You'd be surprised with the 16' SC. But it's not in the same. It'll definitely fit in the back of a full size truck though. Sticking out as any Gheenoe would, though.

I don't think there's a big enough market for someone to make a boat in this class. HB tried with the Skate and failed. I don't know what ever happened to the Venganza 13, but it may have been bigger.


----------



## skinny_water (Jun 11, 2008)

Gheenoe


----------



## Blue Zone (Oct 22, 2011)

Paint It Black mentioned the Venganza 13; I think they are still around at least their site is. Cool looking little boat...


----------



## Rediculous (May 5, 2012)

> > I didn't know a shadowcast could fit in the bed of a truck. I thought it was much more boat-ish.
> 
> 
> You'd be surprised with the 16' SC. But it's not in the same. It'll definitely fit in the back of a full size truck though. Sticking out as any Gheenoe would, though.

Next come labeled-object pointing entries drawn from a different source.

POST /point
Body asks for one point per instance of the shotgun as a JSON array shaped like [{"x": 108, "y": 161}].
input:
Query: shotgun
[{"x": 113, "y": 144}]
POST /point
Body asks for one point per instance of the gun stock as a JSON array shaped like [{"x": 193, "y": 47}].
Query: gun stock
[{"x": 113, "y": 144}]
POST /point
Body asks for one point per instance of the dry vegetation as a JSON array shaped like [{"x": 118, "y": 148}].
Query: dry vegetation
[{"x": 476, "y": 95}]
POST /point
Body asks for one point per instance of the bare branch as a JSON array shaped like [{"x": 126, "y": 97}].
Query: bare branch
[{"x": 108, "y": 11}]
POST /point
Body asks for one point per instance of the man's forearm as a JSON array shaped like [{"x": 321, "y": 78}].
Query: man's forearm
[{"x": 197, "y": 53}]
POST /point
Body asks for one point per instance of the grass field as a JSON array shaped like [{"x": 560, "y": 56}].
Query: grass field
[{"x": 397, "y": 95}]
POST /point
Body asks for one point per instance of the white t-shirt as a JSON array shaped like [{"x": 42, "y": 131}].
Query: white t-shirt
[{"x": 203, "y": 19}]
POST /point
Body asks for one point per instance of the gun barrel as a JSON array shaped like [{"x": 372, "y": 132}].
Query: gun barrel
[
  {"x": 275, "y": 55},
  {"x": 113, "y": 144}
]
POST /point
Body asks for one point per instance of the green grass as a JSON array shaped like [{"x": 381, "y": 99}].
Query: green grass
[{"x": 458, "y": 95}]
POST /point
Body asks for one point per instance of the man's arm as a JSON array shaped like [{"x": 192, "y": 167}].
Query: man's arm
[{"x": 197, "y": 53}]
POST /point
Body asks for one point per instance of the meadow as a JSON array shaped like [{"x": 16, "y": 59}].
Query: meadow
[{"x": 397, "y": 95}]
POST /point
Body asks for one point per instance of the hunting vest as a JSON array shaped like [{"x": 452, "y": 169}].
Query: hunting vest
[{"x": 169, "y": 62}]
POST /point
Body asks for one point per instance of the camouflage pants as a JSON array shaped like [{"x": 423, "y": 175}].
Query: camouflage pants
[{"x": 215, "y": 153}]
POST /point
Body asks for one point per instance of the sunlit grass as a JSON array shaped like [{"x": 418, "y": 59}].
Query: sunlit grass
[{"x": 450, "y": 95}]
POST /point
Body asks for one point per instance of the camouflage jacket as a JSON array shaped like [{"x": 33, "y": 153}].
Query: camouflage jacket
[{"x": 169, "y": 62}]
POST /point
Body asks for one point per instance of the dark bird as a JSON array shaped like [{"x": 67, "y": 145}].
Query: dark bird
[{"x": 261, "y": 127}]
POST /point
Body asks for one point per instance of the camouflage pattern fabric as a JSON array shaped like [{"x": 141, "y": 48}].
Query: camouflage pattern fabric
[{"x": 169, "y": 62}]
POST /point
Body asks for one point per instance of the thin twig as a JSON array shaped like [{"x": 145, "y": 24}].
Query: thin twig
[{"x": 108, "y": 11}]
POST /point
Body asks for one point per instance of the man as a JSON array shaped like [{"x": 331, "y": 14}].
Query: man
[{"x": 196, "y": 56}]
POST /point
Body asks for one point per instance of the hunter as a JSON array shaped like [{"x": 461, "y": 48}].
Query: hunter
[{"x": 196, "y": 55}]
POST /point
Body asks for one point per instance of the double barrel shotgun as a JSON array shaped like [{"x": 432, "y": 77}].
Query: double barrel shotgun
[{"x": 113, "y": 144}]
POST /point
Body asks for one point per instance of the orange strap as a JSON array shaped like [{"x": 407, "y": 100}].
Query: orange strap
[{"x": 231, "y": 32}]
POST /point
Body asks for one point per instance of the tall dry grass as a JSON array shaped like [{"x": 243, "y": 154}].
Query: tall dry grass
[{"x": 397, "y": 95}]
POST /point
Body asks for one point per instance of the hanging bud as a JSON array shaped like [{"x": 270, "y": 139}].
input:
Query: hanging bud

If someone asked me to grab one side of their shadowcast, and help lift it in there truck. I'd seriously question their IQ. Now a gheenoe, on the other hand, that's a little more logical.
There's a boat I saw in a thread on here, in the bragging section. Not the posters, but he had taken a pic of it and posted it. Didn't post the manufacturers info till he got some more info on it. It's little like the marsh hen, but not sure if it is in the same kinda class.


----------



## Rediculous (May 5, 2012)

found it....
http://www.microskiff.com/cgi-bin/yabb2/YaBB.pl?num=1355010929


----------



## paint it black (Nov 3, 2007)

> > > I didn't know a shadowcast could fit in the bed of a truck. I thought it was much more boat-ish.
> >
> >
> > You'd be surprised with the 16' SC. But it's not in the same. It'll definitely fit in the back of a full size truck though. Sticking out as any Gheenoe would, though.
> ...


It'll be the same thing as trying to pick up an LT25, even a Classic that's decked out. Have you checked one out in person? it looks like much more boat than it really is.


----------



## Rediculous (May 5, 2012)

> > > > I didn't know a shadowcast could fit in the bed of a truck. I thought it was much more boat-ish.
> > >
> > >
> > > You'd be surprised with the 16' SC. But it's not in the same. It'll definitely fit in the back of a full size truck though. Sticking out as any Gheenoe would, though.
> ...


I wouldn't want to lift anything heavier than a bare bones nmz. The marsh hen is like 13' and less than 150lbs, anything much bigger than that, I feel falls out of that niche. I'm not sure anything is really comparable to the marsh hen, at least that's still being manufactured.


----------



## SNOOK48 (Sep 10, 2012)

From experience, the Marsh Hen will fit into the bed of a truck but it is difficult, especially if you will be carrying an outboard because the boat itself weighs 200+ pounds. However, the boat itself is amazing and the places that it can go are beyond belief. Pm me for more information


----------



## TheDude (Dec 14, 2010)

Thanks for all of the responses. I guess the closest thing out there is probably a Gheenoe. One thing I liked about the Marsh Hen is the relatively high freeboard - looks like it could handle a moderate wind chop in the river and could get around in most conditions in protected waters. I also like the deck/cap. It just seems like another company could build a similar easily portable, compact, lightweight "skiff" along these lines for a fraction of the price.


----------



## nchorley (May 23, 2011)

The best option would be the custom gheenoe 13ft nmz. very easy to handle and can easily go in a truck. its not on the website be it is still offered... same thing as the normal nmz just 2 ft 4 inch shorter


----------



## TheDude (Dec 14, 2010)

> The best option would be the custom gheenoe 13ft nmz. very easy to handle and can easily go in a truck. its not on the website be it is still offered... same thing as the normal nmz just 2 ft 4 inch shorter


Agreed on the NMZ being the closest thing out there. I'm looking into pricing on the 13' and 15'4" right now.


----------



## AfterHours2 (Aug 2, 2010)

Theres a badazz 13 in the for sale section..


----------